We often have organizational or logistical stress points in our research that may become breaking points, especially when it comes to working with collaborators, returning to a project after a hiatus, or dealing with data and scripts. Let’s discuss three of those common stress points:

Discussion

To what extent do these stress points affect your research projects? Are there additional issues that you’ve encountered that slow down or derail your work due to issues with project management?

Discussion: Antidotes

What are some practices you implement to keep your project materials organized?

Antidotes

A good project layout will ultimately make your life easier:

We’ll discuss three aspects of project management and then implement those practices for the remainder of this workshop in the RStudio environment.

  1. File/Folder Organization
  2. Storage & Sharing
  3. Using Version Control

Then, we’ll get started on our project!

Project File/Folder Organization

Important principles:

Although there is no “best” way to lay out a project, there are some general principles to adhere to that will make project management easier:

Practice good file-organization

Good Enough Practices for Scientific Computing gives the following recommendations for project organization:

  1. Put each project in its own directory named after the project.
  2. Put text documents associated with the project in the doc directory.
  3. Put raw data and metadata in the data directory and files generated during cleanup and analysis in a results directory.
  4. Put the source for the project’s scripts and programs in the src directory, and programs brought in from elsewhere or compiled locally in the bin directory.
  5. Name all files to reflect their content or function.
  6. Additionally, we’d recommend including README, LICENSE, and CITATION files!

For the project we’re working on today, we used the following setup for folders and files:

directory tree

Challenge 1: Take a few minutes to look through the workshop project files

Please take some time to look through the project files. Either the screenshot above or you may browse the files on GitHub at <https://github.com/UCSBCarpentry/Quarto-Project-Example>. What do each of the directories (folders) contain? What is their purpose?

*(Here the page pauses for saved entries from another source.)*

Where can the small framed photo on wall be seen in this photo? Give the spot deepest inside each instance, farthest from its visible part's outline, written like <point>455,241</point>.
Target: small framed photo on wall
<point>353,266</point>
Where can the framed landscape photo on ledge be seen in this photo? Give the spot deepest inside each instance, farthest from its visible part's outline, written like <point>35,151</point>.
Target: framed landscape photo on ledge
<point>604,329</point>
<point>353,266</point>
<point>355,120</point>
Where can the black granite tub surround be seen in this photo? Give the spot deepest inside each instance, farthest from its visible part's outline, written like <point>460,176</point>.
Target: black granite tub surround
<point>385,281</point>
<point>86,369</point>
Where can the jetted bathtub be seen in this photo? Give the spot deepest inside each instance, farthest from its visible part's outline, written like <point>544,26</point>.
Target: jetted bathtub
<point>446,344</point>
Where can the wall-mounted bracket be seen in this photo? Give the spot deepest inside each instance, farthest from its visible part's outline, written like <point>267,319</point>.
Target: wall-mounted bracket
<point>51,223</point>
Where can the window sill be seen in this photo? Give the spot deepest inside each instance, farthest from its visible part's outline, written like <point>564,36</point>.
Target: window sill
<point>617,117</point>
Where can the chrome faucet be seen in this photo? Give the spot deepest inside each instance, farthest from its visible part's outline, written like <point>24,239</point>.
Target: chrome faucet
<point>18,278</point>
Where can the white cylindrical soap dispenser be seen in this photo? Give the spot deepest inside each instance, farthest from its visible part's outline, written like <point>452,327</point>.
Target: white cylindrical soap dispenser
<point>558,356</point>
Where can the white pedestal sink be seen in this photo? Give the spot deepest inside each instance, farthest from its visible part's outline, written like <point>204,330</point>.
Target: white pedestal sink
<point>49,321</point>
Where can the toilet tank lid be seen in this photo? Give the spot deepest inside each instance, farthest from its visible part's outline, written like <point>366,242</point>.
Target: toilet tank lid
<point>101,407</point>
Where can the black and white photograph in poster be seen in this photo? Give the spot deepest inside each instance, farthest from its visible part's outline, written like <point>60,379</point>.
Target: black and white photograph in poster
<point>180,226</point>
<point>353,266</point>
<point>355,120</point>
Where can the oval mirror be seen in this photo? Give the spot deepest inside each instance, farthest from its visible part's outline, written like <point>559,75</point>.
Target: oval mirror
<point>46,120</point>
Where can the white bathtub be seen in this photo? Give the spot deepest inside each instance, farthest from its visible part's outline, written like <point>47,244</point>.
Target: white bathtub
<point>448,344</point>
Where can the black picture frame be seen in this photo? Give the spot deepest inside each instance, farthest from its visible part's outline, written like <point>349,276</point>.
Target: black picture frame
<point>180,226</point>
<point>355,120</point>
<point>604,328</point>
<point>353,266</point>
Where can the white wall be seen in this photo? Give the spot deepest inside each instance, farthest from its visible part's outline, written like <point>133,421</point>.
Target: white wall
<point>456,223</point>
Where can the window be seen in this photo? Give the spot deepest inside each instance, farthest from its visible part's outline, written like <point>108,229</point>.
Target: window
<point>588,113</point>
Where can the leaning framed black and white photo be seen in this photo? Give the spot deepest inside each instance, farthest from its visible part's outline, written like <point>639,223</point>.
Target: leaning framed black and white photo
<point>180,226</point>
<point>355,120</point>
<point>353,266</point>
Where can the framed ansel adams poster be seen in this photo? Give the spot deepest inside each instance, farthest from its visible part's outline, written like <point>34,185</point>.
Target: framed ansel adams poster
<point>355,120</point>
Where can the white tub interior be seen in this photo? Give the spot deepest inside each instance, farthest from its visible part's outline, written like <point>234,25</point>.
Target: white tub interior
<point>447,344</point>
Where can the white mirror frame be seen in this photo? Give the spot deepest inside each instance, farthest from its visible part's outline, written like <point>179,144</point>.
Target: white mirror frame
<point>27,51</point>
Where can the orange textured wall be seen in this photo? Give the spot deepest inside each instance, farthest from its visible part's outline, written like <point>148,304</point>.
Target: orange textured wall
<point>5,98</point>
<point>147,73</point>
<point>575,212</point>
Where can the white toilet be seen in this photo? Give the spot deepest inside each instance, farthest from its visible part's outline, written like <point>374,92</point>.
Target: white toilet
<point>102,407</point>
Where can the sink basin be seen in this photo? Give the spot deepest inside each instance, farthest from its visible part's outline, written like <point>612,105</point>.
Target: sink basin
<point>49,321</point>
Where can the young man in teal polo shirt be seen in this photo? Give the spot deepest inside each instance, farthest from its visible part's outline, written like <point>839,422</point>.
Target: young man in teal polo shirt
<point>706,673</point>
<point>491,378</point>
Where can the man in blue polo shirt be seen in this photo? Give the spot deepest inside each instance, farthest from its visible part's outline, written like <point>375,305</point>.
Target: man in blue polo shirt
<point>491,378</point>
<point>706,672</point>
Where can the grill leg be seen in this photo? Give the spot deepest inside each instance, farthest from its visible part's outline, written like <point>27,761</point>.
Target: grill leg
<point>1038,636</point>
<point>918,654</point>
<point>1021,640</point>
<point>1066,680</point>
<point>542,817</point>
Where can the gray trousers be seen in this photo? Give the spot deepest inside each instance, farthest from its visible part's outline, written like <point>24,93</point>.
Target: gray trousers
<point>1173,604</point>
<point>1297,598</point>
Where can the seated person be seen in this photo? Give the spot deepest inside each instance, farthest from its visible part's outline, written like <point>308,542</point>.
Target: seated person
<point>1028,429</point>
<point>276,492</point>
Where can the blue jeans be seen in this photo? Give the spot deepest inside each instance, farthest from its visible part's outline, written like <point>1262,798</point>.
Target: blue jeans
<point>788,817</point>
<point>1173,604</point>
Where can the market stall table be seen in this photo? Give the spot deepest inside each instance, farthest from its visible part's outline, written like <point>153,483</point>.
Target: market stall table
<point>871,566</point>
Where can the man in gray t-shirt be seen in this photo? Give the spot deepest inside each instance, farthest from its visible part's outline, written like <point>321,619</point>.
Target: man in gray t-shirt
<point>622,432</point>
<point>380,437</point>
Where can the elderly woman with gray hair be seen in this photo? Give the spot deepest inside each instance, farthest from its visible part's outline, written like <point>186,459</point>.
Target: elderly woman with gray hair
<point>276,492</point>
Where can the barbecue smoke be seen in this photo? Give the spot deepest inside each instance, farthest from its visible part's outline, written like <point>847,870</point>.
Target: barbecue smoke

See the solution drop-down for an explanation of each directory’s contents.

Solution:

  • code: contains the scripts that generate the plots and analysis (found in output/)
    • /functions: contains custom functions written for the data pre-processing
  • data: This folder contains the raw and cleaned data files
    • /processed: contains a CSV file produced by the data_preprocessing.R script.
    • /raw: contains the individual data files from food choice trials
  • output: contains all plots generated by the plot scripts in the code folder
  • report: all files needed for the publication of the research project, including:
    - .qmd file for the paper and additional files needed for rendering the paper
    - images created specifically (not through the analysis scripts) for the paper
  • CITATION.md: directions to cite the project.
  • LICENSE.md: instructions on reusing the project or any components.
  • README.md: a detailed project description with all collaborators listed.
  • Reproducible-Publications-with-RStudio-Example.Rproj: the R project file that lives in the root directory and is used by R-Studio to keep track of the project.
  • _quarto.yml: the quarto project configuration file that allows users to specify various settings and options for their Quarto projects. We will learn more about it when we cover more advanced topics.

Practice good file-naming

The three principles of file naming are:

  1. Machine-readable
    • Friendly for searching (using regular expressions/globbing)
    • No spaces, unsupported punctuation, accented characters, or case-sensitive file names
      - Friendly for computing
      - Deliberate use of delimiters (i.e., for splitting file names)
    • data-analyses-fig1.R with - used consistently as a separator
  2. Human-readable
    • Name contains a brief description of the content
    • Borrow from clean URL practices:
      • “slug,” i.e., the part of a URL that is human-readable
    • i.e. data-analyses-fig1.R
  3. Plays nice with default ordering
    • Use chronological or logical order:
    • chronological: filename starts with a date.
    • logical: filename starts with a number or keyword/number combo.
      • i.e. CC-101_1_data.csv
      • i.e. CC-101_2_data.csv

Adapted from https://datacarpentry.org/rr-organization1/01-file-naming/index.html. For more tips on file naming, check: The Dos and Don’ts of File Naming.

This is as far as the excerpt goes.